Meta's Reality Labs published research on April 2, 2026, introducing Large-Scale Codec Avatars (LCA), the first application of foundation model pre-training paradigms to 3D avatar generation. The paper, accepted to CVPR 2026, presents a pre/post-training approach that pretrains on 1 million in-the-wild videos before post-training on high-quality studio data. The 46-author team demonstrated photorealistic avatars with finger-level articulation and emergent capabilities including relightability and garment physics.
Pre/Post-Training Paradigm Solves Quality-Scale Trade-off
High-quality 3D avatar modeling traditionally faces a critical trade-off. Multi-view studio data enables high-fidelity modeling with precise expression control but struggles to generalize due to limited scale and domain gaps. Conversely, large-scale models trained on millions of in-the-wild samples generalize across identities but produce low-quality avatars due to inherent 3D ambiguities.

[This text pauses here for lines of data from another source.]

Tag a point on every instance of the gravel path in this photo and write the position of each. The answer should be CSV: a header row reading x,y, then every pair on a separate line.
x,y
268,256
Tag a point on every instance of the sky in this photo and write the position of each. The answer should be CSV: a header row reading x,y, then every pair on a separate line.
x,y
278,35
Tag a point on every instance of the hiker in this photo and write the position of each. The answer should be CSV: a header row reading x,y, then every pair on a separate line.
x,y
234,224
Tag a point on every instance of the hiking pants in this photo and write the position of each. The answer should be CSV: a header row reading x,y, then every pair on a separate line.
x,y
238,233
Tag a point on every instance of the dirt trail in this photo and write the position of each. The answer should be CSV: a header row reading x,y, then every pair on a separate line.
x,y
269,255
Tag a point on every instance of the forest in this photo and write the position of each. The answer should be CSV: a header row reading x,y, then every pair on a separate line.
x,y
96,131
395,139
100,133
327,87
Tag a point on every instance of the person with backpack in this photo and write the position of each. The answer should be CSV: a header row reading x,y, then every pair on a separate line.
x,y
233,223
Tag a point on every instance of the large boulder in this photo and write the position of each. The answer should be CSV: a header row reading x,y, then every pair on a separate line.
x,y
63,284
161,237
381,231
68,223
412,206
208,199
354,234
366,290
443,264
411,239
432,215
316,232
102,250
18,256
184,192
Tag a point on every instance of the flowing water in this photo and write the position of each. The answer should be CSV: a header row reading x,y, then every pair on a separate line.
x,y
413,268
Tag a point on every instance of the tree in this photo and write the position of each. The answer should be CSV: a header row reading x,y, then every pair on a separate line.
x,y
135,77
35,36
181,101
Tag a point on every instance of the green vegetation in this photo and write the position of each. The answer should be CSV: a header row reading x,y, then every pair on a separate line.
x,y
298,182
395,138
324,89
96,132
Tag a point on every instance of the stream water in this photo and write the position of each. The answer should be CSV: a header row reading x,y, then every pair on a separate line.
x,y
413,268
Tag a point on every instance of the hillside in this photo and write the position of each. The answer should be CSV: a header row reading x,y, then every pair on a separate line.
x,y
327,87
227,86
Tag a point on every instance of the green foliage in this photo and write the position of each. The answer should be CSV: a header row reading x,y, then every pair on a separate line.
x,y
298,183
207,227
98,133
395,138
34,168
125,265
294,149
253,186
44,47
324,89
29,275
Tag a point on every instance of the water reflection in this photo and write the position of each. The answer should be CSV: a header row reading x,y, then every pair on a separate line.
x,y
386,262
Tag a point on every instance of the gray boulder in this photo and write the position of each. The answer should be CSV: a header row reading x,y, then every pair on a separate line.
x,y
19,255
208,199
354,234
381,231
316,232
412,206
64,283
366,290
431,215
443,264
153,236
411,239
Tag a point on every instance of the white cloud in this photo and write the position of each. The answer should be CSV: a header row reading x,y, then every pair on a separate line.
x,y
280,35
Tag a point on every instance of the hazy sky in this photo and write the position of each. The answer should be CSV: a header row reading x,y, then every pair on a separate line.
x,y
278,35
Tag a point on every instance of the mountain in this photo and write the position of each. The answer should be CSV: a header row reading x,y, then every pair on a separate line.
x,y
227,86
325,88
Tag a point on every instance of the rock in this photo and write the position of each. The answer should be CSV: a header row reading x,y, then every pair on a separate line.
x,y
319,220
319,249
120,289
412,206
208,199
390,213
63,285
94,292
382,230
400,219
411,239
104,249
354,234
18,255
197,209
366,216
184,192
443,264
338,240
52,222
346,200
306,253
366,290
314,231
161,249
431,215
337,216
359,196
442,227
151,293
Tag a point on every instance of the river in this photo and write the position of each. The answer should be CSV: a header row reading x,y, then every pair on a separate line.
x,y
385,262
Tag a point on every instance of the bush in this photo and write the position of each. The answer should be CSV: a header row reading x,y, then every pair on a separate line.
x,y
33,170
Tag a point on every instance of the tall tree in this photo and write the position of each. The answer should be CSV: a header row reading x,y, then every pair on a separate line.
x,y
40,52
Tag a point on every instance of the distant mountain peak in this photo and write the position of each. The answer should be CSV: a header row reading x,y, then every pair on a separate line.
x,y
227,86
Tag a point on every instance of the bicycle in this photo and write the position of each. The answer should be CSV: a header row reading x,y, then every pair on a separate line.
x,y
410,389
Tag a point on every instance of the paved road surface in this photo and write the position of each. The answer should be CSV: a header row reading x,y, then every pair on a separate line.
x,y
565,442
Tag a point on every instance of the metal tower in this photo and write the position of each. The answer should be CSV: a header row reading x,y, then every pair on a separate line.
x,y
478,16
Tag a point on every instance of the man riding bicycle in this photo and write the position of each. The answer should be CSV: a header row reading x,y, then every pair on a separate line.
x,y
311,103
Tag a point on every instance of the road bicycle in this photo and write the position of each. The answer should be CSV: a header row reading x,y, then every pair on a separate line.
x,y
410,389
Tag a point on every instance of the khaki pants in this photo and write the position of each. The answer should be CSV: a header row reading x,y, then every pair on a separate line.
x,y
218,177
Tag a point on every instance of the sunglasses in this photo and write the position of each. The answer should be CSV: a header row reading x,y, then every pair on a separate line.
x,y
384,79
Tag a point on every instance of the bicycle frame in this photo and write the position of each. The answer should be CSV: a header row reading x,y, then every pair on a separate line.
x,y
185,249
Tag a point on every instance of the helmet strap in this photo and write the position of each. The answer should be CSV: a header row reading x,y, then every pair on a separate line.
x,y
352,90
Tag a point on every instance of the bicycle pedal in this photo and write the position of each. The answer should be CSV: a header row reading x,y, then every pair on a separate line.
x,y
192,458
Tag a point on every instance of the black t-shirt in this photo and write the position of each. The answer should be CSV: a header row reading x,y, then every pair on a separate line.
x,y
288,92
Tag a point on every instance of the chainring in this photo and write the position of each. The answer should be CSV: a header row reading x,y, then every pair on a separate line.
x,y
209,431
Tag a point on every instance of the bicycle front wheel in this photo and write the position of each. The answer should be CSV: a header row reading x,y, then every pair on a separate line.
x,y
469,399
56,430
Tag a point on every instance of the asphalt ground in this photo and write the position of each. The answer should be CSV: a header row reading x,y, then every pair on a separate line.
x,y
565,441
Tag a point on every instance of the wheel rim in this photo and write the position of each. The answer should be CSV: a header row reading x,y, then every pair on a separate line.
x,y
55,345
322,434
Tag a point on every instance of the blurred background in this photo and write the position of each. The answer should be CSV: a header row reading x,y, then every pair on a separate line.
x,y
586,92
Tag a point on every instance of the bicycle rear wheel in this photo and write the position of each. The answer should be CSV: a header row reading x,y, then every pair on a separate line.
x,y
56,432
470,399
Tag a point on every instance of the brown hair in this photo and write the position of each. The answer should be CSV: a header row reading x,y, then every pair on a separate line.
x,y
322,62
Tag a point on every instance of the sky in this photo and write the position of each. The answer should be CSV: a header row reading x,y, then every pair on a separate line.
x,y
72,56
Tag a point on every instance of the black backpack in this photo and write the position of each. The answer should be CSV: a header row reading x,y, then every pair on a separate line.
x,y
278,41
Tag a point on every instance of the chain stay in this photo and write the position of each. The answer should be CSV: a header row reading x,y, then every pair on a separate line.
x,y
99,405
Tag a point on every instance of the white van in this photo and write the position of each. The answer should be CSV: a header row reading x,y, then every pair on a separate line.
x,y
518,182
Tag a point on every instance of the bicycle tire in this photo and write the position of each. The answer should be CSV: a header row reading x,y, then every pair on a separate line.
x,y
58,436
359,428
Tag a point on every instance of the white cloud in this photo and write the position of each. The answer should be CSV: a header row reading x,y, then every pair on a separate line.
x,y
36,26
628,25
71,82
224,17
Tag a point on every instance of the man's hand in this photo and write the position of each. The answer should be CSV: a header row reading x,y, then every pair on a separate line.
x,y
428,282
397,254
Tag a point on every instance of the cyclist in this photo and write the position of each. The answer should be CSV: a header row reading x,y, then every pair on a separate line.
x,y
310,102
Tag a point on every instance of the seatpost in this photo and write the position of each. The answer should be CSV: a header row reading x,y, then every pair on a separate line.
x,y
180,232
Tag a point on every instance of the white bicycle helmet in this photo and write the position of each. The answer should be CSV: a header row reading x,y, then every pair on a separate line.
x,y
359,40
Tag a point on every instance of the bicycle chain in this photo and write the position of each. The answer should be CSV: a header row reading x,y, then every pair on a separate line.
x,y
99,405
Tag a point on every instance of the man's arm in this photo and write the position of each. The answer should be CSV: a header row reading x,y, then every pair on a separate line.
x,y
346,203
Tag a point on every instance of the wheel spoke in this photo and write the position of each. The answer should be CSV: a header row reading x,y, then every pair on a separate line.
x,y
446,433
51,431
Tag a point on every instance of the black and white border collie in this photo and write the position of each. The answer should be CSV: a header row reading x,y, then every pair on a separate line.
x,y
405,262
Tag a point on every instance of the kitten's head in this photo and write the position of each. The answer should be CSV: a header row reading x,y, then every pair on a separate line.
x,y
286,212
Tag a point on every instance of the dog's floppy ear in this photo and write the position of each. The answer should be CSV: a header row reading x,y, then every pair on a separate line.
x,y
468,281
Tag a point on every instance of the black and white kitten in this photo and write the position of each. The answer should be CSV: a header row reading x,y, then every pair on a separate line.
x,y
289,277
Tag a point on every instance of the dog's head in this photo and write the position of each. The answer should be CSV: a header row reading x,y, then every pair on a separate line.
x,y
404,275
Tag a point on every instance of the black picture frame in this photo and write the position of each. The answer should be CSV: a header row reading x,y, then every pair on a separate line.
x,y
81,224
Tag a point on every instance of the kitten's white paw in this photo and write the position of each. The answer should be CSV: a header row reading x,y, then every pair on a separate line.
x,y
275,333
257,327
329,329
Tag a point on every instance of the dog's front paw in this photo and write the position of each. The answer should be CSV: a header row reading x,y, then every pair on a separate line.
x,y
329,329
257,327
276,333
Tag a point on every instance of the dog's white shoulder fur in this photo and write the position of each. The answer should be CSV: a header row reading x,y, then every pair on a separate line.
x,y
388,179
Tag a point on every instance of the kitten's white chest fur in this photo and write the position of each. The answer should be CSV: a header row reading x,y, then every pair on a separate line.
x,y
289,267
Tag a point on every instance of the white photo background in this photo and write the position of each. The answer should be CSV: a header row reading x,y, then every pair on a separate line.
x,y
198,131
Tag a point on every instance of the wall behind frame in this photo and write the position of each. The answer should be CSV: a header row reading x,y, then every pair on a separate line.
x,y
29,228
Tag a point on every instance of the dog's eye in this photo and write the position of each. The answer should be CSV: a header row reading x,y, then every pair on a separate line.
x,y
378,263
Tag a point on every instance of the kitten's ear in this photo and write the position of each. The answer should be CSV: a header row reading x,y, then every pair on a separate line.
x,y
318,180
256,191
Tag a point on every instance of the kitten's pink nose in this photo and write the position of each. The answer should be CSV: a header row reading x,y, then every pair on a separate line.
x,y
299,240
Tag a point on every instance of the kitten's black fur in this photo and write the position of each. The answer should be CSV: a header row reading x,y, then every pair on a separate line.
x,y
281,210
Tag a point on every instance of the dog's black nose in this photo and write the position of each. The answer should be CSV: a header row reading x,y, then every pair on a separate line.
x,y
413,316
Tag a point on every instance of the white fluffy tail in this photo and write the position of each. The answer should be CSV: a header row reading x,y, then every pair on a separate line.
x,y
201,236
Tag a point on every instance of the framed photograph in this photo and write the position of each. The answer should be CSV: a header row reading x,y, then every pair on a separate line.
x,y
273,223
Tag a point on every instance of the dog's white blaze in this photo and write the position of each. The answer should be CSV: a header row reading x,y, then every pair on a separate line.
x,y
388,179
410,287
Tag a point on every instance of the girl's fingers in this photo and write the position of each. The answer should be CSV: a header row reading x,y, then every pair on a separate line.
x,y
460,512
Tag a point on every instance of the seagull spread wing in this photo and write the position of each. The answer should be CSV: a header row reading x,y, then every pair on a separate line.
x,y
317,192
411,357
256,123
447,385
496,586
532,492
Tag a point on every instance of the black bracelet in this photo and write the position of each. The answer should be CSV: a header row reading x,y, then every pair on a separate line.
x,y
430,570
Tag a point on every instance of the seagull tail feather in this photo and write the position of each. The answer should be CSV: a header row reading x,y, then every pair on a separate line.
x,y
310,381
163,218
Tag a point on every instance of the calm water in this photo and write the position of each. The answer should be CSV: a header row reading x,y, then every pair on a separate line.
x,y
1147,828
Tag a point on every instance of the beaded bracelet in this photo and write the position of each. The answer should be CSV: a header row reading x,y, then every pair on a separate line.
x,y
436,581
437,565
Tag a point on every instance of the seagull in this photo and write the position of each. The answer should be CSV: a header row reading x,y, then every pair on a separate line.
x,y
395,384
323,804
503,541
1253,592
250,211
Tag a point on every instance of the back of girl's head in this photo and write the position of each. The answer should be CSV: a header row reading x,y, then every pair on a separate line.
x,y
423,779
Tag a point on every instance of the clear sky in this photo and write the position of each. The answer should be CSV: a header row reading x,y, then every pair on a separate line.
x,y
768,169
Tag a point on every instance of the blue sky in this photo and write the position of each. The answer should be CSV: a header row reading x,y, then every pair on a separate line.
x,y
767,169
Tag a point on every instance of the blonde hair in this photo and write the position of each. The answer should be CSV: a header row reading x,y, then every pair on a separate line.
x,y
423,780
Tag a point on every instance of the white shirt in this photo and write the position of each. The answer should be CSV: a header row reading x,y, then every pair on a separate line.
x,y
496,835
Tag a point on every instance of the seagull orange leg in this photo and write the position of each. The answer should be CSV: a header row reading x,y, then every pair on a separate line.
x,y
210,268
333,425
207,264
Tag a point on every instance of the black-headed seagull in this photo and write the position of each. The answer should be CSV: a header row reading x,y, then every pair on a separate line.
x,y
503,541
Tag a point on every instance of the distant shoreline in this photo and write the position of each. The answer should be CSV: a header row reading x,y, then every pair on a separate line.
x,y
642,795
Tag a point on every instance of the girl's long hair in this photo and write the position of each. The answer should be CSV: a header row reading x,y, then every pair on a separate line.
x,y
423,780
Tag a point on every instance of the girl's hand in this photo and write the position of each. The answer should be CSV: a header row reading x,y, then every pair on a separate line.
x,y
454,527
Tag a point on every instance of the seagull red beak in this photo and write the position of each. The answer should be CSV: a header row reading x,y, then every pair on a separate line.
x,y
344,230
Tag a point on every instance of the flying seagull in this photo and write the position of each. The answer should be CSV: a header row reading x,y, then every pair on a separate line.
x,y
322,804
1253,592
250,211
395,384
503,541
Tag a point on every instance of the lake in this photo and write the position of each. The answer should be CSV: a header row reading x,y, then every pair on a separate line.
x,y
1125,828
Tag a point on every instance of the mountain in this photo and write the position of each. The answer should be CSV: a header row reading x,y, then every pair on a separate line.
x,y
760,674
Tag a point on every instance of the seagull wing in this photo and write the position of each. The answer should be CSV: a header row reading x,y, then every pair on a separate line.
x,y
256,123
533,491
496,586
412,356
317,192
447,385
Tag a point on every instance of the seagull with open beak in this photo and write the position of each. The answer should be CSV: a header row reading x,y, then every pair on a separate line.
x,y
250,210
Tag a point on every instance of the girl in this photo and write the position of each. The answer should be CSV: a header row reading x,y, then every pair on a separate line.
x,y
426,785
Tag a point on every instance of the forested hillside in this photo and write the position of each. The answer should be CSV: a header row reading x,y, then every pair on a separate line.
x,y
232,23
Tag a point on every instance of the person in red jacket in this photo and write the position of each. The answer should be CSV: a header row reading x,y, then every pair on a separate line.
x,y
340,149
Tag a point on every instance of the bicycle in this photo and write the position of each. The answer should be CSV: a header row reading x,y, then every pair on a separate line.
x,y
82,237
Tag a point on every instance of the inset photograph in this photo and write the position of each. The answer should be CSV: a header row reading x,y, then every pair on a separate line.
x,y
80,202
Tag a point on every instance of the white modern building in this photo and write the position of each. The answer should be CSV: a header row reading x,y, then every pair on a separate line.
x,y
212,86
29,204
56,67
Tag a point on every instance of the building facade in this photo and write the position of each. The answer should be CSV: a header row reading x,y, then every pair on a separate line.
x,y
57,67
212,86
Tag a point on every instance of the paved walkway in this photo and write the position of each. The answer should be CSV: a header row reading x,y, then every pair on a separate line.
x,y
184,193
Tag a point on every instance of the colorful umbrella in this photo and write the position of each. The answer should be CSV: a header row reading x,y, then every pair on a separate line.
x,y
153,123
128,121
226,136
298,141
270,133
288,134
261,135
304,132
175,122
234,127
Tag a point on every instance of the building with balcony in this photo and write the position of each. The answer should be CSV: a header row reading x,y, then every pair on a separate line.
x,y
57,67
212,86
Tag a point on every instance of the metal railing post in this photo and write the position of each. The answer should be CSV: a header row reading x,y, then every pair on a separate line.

LCA resolves this by borrowing the pre/post-training paradigm proven successful with large language models and vision foundation models. The team pretrains on 1 million in-the-wild videos to learn broad priors over appearance and geometry, then post-trains on high-quality curated data to enhance expressivity and fidelity. This represents the first successful application of this approach to 3D avatar modeling at scale.
System Delivers Precise Control Across Demographics and Styles
The LCA system demonstrates several key capabilities:
- Generalizes to world-scale populations in a feedforward manner for efficient inference
- Works across diverse hair styles, clothing, and demographics
- Provides precise, fine-grained facial expressions
- Enables finger-level articulation control
- Maintains strong identity preservation
The feedforward generalization allows the model to process new subjects efficiently without requiring per-subject optimization, making it practical for real-world VR applications.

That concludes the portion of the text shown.